(serves 6)
Ingredients
2 small packs Asian Rice noodles vailable at Asian supermarket
3 cups shredded cabbage (or broccoli, bok choy, other greens)
1 large onion, chopped
2 tbsp soy sauce
3 cloves garlic, chopped
1 tbsp coconut or extra virgin olive oil
1 cup carrots sliced (or other favorite vegetables)
1 tbsp oyster sauce
1 cup firm tofu, cut in cubes
1 tsp sesame oil
1 bunch green onions, chopped
1 tsp brown sugar
1 cup sliced fresh mushrooms (optional)
1 tsp Peachy’s dried herb mix
½ cup water
Directions
Soak noodles in hot water from tap in a large bowl.

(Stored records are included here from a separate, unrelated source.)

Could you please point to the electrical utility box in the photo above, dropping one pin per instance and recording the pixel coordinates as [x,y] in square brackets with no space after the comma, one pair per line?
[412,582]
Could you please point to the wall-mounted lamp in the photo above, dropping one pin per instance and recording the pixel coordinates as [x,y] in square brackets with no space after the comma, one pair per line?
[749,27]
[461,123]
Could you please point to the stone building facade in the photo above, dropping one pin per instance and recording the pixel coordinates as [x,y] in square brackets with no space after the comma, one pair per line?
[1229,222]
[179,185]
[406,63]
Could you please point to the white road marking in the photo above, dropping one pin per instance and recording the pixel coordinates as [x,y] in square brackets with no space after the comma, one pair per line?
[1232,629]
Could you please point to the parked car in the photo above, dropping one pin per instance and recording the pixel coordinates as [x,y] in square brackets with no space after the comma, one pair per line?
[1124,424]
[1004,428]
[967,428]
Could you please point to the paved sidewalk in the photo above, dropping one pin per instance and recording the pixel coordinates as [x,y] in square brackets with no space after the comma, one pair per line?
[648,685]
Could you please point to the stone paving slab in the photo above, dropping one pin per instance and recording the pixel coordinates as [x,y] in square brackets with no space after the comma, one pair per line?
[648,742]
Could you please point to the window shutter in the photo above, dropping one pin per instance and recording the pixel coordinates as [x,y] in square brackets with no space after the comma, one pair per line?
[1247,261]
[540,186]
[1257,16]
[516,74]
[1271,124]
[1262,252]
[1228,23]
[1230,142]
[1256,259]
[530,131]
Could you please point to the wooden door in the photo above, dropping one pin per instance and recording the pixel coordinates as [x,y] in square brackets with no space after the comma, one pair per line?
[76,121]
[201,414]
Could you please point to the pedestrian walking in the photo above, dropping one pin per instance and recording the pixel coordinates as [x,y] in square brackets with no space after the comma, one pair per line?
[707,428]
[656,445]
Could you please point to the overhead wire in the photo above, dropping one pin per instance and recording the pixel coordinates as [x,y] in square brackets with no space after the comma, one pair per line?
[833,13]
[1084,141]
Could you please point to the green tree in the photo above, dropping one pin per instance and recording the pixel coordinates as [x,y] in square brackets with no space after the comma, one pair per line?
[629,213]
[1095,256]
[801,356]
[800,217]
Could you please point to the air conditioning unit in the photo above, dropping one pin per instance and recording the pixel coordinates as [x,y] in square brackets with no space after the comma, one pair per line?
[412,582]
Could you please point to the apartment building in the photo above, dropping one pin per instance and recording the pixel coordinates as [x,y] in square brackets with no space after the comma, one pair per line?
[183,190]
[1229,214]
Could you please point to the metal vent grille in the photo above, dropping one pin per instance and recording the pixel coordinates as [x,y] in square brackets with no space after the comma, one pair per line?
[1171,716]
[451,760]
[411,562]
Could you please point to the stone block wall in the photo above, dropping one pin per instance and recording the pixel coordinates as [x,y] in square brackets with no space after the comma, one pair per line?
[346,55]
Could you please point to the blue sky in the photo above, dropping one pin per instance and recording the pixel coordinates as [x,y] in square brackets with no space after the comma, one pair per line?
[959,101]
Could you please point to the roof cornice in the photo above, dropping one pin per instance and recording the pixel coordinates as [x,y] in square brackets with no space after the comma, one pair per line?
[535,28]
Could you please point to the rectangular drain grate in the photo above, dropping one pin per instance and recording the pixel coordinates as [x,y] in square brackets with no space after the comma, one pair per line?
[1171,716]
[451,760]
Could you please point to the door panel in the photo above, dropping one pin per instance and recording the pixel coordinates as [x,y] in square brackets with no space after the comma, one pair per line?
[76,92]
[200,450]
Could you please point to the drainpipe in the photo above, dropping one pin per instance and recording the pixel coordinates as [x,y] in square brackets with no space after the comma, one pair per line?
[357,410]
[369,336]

Heat oil in a large skillet or wok.
Add onions and garlic, sauté for about 2 minutes.
Add mushrooms and vegetables, cook for another 3-5 minutes.
Add soy sauce, oyster sauce, dried herbs, sesame oil, and brown sugar and a little water if needed
Add noodles, cook for 3-4 minutes
Toss in tofu.
Top with green onions.
Nutrition Information:
185 Calories, 23.8 g Carbohydrates, 1.1 g Fiber, 4.5 mg Fat, 77 mg Cholesterol
Broccoli
Since most people eat broccoli, it’ll be easy to convince you to continue to do so if you want
protection from various forms of cancer due to its sulphoraphane and indole content. Its flavonoids help
boost the immune system, and protect against macular degeneration and cataracts. It’s high in calcium
and vitamin C and contains compounds that can help lower “bad” cholesterol. Look for the darker color
(avoid yellow and brown patches) and eat the leaves and stems!!!!
Tofu and Soy
The FDA says, consumption of 25 grams of Soy protein a day will help reduce the risk for coronary heart
disease, and helps lower high blood pressure. It has been found to protect our bones from weakening
and becoming brittle, especially in women experiencing menopause.
In adolescents, studies showed that regular intake of soy may provide protective benefits and decrease
the risk for developing breast cancer later in life. Soy is higher in fat compared to other beans like navy
and pinto beans, but it’s the Omega-3’s, the GOOD FAT!!